My Berkeley dissertation examined laughter in middle-aged and older marriages. Specifically, I was interested in whether different kinds of laughter carried different relational meaning — whether the way a couple laughed together told us something meaningful about the quality of their bond.
It turns out it does. Considerably.
Three Kinds of Laughter
Duchenne laughter is genuine felt amusement — what researchers call the "real" laugh. It involves the orbicularis oculi muscle around the eyes (the muscle that creates crow's feet), which cannot be voluntarily controlled. When this muscle fires, the smile is authentic. When it doesn't, the smile is social — performed rather than felt.
Antiphonal laughter is the shared laugh — the moment when both partners laugh together in spontaneous mutual response to something. It is deeply social and deeply bonding. It is one of the oldest synchrony signals in the mammalian social repertoire.
Voiced laughter refers to the acoustic quality of laughter — whether it is produced on the exhale with phonation (voiced) or without (unvoiced). Voiced laughter tends to be more spontaneous; unvoiced, more controlled.
What the Findings Suggested
The couples in the study who showed the most genuine shared laughter — particularly antiphonal laughter, the mutual kind — tended to show other markers of relational health: higher positive affect, lower physiological reactivity during conflict, greater mutual positive regard during interaction.
When a couple stops laughing together — genuinely, spontaneously, at the same thing at the same moment — something important has left the relationship. It almost always left quietly, and its absence is rarely named as a loss.
In couples showing signs of distress, laughter still occurred — but it was more often unilateral, more often social rather than Duchenne, more often deployed as a tension-reducer rather than as genuine shared amusement.

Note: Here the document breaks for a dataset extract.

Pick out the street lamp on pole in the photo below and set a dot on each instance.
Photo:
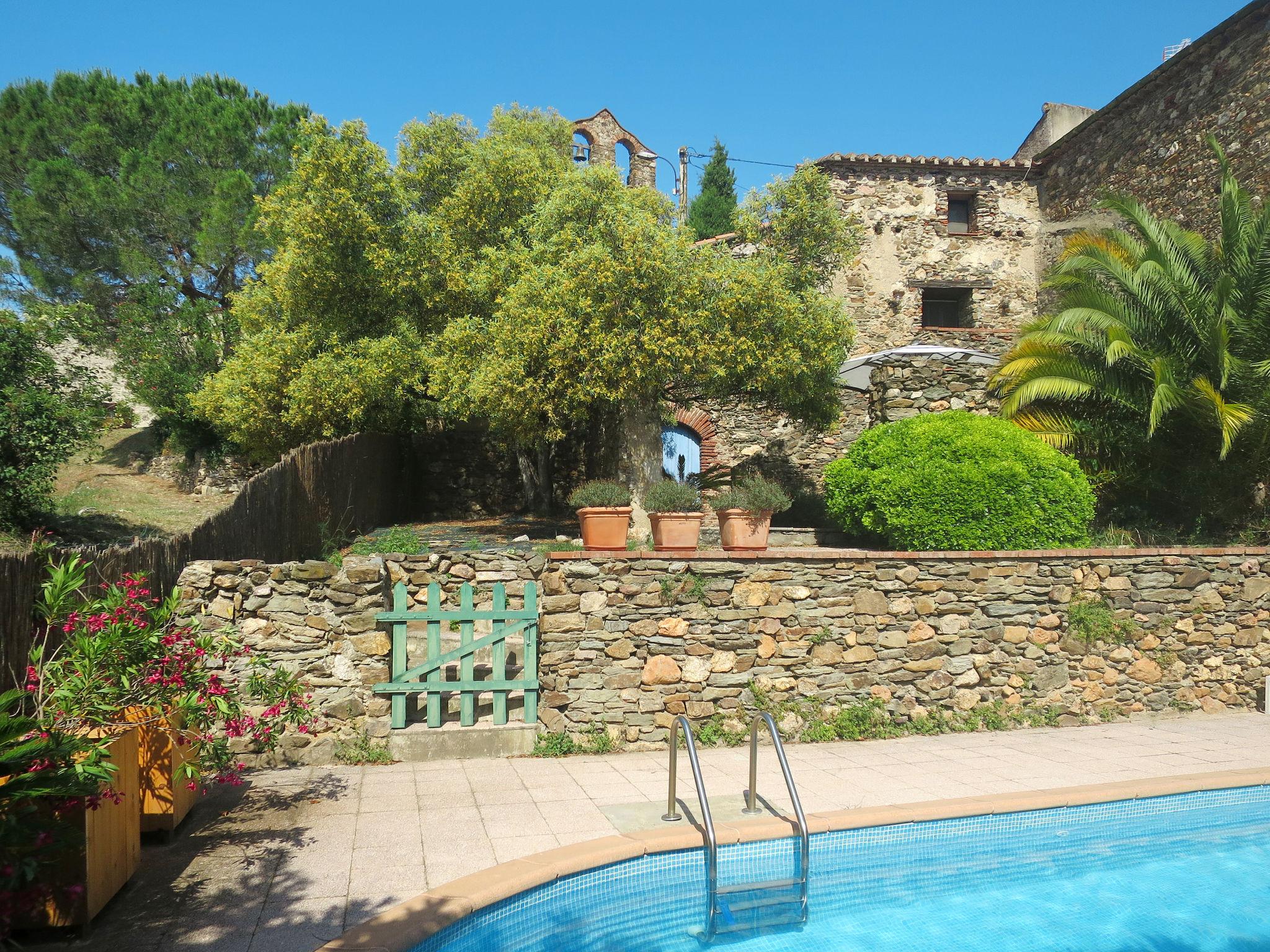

The laughter had become performative rather than connective.
What This Looks Like Clinically
In the therapy room, I notice when couples laugh together. I notice whether it is genuine. These observations often open into territory that is very hard to reach any other way.
"When did you stop laughing together?" is a question I sometimes ask. The answers are always specific. The couples almost always know exactly when it happened. And knowing that — being able to name and locate the moment — is usually the beginning of something.